Data is Risky Business: Situational Modifiers and the Myth of “Data Governance Ethics”

COL03x - feature image for obrien - 300x300In this column, I want to address two topics that have recently popped up that I believe are essential to an effective understanding of ethical information management. They may appear unrelated but, hopefully, I’ll be able to illustrate how they are connected by the end of this piece.

The first topic I want to comment on is the emerging discussion of “Data Governance Ethics.” My request in this context is simple. Please stop this now. There is no such thing as “Data Governance Ethics.”

Ethics is a fundamental foundation on which businesses, organization culture, society, and interactions in society are built. Ethics define the principles which are put into effect in organizations through governance structures. And some of those governance structures relate to the oversight of the management of and utilization of information in the form of what we refer to as Data Governance.

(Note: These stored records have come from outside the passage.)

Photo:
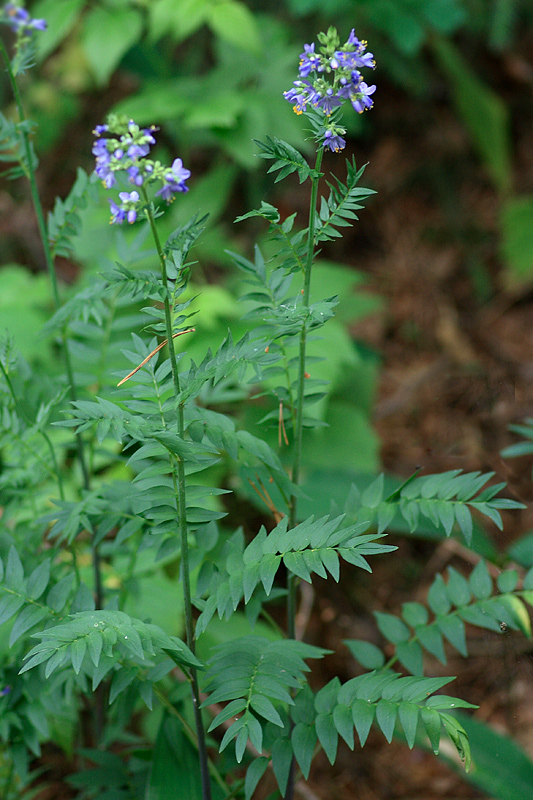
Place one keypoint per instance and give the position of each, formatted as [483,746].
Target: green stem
[55,467]
[303,335]
[179,485]
[30,173]
[191,736]
[293,582]
[43,233]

If we consider the fundamental practices of data governance, whether you are following an approach influenced by John Ladley or one aligned with Bob Seiner’s framework, or any of the other frameworks that have emerged in recent years, a critical element of data governance is defining the principles which will underpin the governance structures and the decision making around data. This is not “data governance ethics.” This is the opportunity for organizations to bake ethical principles into their approach to data governance and provide mechanisms in the design of the governance structures to give effect to those ethical principles. To focus on “data governance ethics” is to put the cart before the horse.

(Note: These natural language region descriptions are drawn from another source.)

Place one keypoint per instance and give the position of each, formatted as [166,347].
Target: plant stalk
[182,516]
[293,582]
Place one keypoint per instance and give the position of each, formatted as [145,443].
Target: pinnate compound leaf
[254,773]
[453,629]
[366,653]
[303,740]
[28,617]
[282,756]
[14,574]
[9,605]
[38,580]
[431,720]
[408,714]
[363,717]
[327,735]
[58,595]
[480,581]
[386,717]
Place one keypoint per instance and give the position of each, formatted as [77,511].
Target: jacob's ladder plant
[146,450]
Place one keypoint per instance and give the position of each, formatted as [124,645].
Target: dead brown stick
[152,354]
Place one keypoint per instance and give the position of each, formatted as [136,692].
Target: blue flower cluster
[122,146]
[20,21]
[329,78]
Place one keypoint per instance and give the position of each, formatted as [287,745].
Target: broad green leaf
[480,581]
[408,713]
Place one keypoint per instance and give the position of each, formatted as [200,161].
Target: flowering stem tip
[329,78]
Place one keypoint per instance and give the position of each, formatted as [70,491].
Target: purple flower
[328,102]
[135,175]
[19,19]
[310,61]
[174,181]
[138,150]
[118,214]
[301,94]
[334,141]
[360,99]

The ethical principles embedded in the design of your data governance model, and how they operate in practice, are a manifestation and expression of the Ethic of the Organization. Whether they are any good or are fit for purpose is a function of how well aligned the Ethic of the Organization, and the individuals in the organization, are with the Ethic of Society. Much of that depends on the normative ethical frame that the organization operates in. In our book, Katherine O’Keefe and I explore the three dominant normative ethical frames that exist in business. Each of these has an effect on how well an organization can implement ethical information management practices. If the organization is predominantly driven by a Shareholder Theory frame, then anything that is beyond the bare minimum to tick a compliance box will not be done. If the organization espouses a Stakeholder Theory frame, then there will be more chance to create discussion on trade-offs and the balance that needs to be struck.

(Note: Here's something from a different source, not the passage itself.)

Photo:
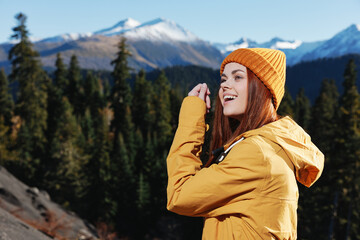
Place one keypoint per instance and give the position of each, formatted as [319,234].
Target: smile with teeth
[229,98]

But trying to implement a Data Governance model that espouses a “balance of interests” ethos in an organization that is rigidly focused on the bottom line will not work. Either the Ethic of the Organization needs to be evolved to provide the appropriate ‘situational modifiers’ for people or the ethos espoused by the data governance principles will simply be ignored. This is not dissimilar to the challenges developing a quality systems culture in organizations, particularly in relation to data.

Figure 1 below is taken from Chapter 9 of Ethical Data and Information Management, the book I wrote with my colleague Katherine O’Keefe. It’s based on work by Linda Trevino on ethical decision making in business, but we extended the model to include elements of our E2IM framework. It is clear from this that the normative structure and role model behaviours of the organization are essential to ensuring that individuals act in the manner that is expected of them when making ethical decisions. Of course, it is just one factor. The “individual moderators” that are available to people in an organization are also important, and we’ll discuss them in a moment.

If Data Governance is just one of the situational modifiers that influences ethical information management in an organization, it should be clear that building a “Data Governance Ethics” perspective is the wrong approach to take. It is more important for organizations to adopt clear ethical principles (The Ethic of the Organization), express them in the context of a normative structure (for example stakeholder theory), and ensure that there are role model behaviors, controls, and defined responsibilities and accountabilities. In that way, Data Governance does what it is supposed to do as an enabler of good information management practices.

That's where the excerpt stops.